From next year, individual players will have to pay $168.50 (senior), $79.50 (under 8-18) or $44 (under 6-7) to cover insurance and registration costs before they run on the field.
In the past, players were covered collectively when clubs registered teams with their associations.
Under the old system, Robertson revealed the Blacks would shell out around $5700 a year to register four sides (two senior, women's and under 17) to play in the Southern Inland Rugby Union.
Footballers who played for any of those teams were automatically registered and insured.
But with senior players now expected to cough up nearly $170, Robertson believes many will either stop playing or switch to rugby league, where they could potentially receive match payments.
"If we expect players to pay $168.50 before they run out on the paddock, they just won't play," Robertson said.
"I've talked to the other guys within the zone, and it would not be unrealistic to say we would lose 40 to 50 per cent of our players."
Robertson said it would be impossible for regional clubs to cover the cost on behalf of their players.
With between 120 and 130 registrations expected next season, the Blacks would face a crippling bill of around $21,000.
"Clubs like ours, bush clubs in Australia, would go bust within two years," Robertson said.

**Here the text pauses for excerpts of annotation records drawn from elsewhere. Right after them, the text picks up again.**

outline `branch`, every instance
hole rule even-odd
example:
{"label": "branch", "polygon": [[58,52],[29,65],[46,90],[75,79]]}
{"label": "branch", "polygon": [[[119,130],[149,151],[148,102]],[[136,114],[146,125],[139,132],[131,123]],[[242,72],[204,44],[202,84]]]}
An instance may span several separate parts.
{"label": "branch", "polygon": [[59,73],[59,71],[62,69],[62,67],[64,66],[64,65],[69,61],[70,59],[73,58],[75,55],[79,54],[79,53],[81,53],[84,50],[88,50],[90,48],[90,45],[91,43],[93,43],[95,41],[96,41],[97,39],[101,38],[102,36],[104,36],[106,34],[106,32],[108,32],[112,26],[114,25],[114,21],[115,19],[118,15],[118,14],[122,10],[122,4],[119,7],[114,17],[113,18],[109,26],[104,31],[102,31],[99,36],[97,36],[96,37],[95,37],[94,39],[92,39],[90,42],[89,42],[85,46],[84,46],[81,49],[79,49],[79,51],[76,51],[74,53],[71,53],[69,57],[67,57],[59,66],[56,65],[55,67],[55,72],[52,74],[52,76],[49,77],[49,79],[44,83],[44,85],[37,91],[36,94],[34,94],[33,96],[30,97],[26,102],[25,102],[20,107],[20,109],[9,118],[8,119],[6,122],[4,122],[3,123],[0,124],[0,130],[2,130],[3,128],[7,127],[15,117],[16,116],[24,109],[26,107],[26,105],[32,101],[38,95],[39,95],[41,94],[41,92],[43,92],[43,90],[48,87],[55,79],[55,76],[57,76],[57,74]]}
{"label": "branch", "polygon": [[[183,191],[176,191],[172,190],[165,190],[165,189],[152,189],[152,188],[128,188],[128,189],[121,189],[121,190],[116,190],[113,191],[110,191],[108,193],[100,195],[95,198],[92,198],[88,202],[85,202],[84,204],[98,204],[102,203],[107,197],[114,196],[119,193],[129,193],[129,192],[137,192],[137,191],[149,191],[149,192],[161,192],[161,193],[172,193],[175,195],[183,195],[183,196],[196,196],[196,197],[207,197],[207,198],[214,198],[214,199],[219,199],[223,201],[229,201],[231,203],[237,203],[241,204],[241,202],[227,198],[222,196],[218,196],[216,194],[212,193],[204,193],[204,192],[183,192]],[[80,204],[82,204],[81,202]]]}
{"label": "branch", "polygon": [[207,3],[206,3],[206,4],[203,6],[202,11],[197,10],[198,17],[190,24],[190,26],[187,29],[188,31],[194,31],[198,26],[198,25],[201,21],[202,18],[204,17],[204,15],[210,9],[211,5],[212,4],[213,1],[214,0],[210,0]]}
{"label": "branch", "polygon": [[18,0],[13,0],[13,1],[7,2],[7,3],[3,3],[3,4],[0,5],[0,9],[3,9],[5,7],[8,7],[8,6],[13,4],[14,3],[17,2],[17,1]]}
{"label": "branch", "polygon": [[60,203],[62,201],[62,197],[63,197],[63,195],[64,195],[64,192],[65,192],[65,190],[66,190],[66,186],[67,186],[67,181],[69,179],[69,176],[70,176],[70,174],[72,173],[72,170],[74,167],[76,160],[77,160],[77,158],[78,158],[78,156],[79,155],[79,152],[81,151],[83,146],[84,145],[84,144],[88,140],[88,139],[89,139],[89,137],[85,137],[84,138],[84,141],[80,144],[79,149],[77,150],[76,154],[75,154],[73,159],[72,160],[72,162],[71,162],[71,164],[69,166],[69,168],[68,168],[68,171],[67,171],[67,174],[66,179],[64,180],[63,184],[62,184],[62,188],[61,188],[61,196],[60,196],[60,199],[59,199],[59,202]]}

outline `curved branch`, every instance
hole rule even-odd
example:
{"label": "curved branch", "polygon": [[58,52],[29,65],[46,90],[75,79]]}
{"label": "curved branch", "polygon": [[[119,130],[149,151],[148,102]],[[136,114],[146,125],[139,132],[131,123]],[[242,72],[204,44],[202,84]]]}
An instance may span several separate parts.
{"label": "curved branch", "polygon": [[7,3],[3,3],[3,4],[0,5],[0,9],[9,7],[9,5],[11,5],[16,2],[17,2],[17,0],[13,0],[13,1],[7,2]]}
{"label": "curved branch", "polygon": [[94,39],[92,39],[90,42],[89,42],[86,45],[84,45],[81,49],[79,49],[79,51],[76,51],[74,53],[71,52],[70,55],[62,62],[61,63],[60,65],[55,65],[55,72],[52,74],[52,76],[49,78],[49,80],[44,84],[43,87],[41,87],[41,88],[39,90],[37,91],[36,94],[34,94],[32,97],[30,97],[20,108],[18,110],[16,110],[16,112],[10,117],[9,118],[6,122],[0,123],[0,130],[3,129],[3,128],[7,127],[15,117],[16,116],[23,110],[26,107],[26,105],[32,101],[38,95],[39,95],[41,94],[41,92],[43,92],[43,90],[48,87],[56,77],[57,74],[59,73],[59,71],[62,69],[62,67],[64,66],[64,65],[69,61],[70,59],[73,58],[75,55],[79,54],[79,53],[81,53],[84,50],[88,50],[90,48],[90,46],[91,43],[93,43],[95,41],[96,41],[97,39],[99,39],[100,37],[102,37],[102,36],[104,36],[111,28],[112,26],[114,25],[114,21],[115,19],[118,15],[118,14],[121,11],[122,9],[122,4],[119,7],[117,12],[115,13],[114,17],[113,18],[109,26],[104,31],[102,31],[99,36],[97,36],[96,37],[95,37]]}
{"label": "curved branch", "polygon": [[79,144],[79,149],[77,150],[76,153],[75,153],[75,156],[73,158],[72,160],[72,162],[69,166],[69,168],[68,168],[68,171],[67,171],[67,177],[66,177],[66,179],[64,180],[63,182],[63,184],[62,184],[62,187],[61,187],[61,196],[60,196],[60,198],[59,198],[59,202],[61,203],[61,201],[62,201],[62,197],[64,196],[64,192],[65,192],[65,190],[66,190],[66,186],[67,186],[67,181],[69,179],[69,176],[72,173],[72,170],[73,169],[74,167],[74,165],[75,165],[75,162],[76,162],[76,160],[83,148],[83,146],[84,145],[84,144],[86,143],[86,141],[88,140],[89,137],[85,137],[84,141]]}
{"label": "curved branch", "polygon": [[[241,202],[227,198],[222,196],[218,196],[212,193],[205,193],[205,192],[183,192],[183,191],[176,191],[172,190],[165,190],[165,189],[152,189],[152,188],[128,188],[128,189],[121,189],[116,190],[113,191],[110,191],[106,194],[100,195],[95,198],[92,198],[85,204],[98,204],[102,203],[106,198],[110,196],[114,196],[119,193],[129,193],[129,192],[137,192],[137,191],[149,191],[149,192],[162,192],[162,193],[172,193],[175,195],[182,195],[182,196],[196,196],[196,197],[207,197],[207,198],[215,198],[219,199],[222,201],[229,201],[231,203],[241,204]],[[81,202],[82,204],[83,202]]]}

"It's a double-edged sword, whichever way we go.
"If we make players pay, they won't play and we'll lose half our playing base.
"Then when we lose half our playing base our major sponsor, being Coro Club, can go, 'Hang on, you've got half the player base, so we're going to pay half the sponsorship.
"We'll die if that happens.
"If we went the other way and paid it, we're looking at a cost of around $21,000.
"We'd be lucky to make it into the second year."
While many sports such as rugby league and soccer already have individual player registration, Robertson said the ARU would inflict irreversible damage on grassroots clubs if didn't revert to the old model.
"This is just a cash grab from the ARU because they're broke," he said.
"You will see a revolt from the whole of country rugby in the whole of Australia towards the ARU saying, 'No this isn't happening. You're not doing this to us because it will break us'.
"It (the ARU) has been run as a bloody hobby, not a business. If you can't add numbers up, what's coming in and what's going out, you shouldn't be doing the job.
"At bush clubs we do that every day and look at the numbers coming in and the numbers coming out.
"We run to a budget. Most clubs cost between $40,000 and $50,000 a year to run. Every other club is in the same boat as us. There's no reason why our costs should increase 300 per cent because the blokes at the top fail at their job."